Friday’s first editorial urges local leaders to act a little more like grown-ups on the upcoming May bike rallies:
Let’s be adults about this thing.
The decision by Myrtle Beach Harley-Davidson to change the dates of its rally events obviously caught elected officials off guard. And the wisdom of such a change from a public nuisance perspective is dubious. Three straight weeks of rally traffic and noise is a tall order. But then, the dealership is a business, and as such is concerned more with making money than it is with the comfort of its neighbors. That’s not a slight on Harley-Davidson, just a reality of capitalism.
Horry County Council, and particularly Councilman Gary Loftus, have responded to the extended calendar with indignation, threatening not to approve any vendor permits at all in May. They don’t want to play by our rules, Loftus said, so we just won’t play along at all. Parents will recognize the response. “He’s not playing right,” their child might say, arms crossed and sitting in a huff on the edge of the playground while the other children happily continue a game.

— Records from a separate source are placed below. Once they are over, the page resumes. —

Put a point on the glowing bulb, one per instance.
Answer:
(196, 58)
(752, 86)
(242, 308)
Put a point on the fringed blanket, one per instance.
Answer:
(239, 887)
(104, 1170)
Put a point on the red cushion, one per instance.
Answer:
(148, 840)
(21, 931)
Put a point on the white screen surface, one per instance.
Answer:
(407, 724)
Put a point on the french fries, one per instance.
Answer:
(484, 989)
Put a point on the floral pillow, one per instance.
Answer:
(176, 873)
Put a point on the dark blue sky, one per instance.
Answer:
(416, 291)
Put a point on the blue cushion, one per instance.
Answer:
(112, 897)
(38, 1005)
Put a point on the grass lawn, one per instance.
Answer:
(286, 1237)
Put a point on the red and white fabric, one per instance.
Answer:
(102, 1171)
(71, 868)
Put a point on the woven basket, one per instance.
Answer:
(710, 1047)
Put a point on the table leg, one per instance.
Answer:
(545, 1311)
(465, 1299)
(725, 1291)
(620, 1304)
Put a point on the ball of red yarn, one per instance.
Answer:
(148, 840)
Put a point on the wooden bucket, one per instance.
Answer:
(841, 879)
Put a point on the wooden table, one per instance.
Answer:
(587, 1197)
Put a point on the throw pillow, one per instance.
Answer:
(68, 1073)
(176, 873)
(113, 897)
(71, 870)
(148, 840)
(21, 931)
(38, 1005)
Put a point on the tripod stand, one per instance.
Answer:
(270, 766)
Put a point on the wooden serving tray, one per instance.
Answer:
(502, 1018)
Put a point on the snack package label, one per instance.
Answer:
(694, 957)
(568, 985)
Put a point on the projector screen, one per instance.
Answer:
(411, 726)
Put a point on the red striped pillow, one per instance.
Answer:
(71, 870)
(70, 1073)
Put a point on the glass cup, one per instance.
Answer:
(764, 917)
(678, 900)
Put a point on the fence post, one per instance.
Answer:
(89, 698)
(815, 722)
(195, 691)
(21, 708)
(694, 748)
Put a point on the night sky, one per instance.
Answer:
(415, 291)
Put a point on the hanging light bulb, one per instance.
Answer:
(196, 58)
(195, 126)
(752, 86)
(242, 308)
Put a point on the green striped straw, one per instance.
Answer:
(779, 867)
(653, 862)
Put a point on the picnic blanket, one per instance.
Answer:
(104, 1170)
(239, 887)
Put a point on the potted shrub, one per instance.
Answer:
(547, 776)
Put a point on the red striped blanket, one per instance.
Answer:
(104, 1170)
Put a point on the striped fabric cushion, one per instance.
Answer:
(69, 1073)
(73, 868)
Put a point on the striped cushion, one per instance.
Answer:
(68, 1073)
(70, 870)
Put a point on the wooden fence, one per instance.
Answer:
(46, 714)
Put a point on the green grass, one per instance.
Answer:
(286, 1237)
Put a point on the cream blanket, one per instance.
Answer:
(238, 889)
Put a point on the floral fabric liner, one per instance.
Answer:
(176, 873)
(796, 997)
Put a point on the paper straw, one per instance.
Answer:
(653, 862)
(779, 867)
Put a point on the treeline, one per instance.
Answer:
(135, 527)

We can understand Loftus’ frustration, but his response goes too far. Thus far Harley-Davidson seems to have acted alone. To penalize all businesses hoping to put down stakes here in May would be overkill. The bike rallies may be a source of continuing contention and aggravation for some, but they do provide a shot in the arm for Grand Strand businesses that would be hard to replace. To hobble the events by not approving any vendor permits would unfairly hurt those businesses that were abiding by the county calendar.
A better route would be the mature one proposed by Long Bay Estates resident Tom Givens. He suggested that the county simply not approve vendor permits that fall outside of the schedule that council members had already agreed on, namely May 14-20. If the Harley-Davidson dealership wants to hold its own events later in the month, from May 18-28, that’s up to the dealership, but it will have to do it without support from county-approved vendors. We’d remind the dealership of its response to other businesses on Wednesday: “They, like any others, can operate their events when and how they feel best for their businesses.”
If the Harley-Davidson dealership feels that a later rally is the best plan for its business, that’s entirely its own decision. But it shouldn’t expect much help from the rest of the community.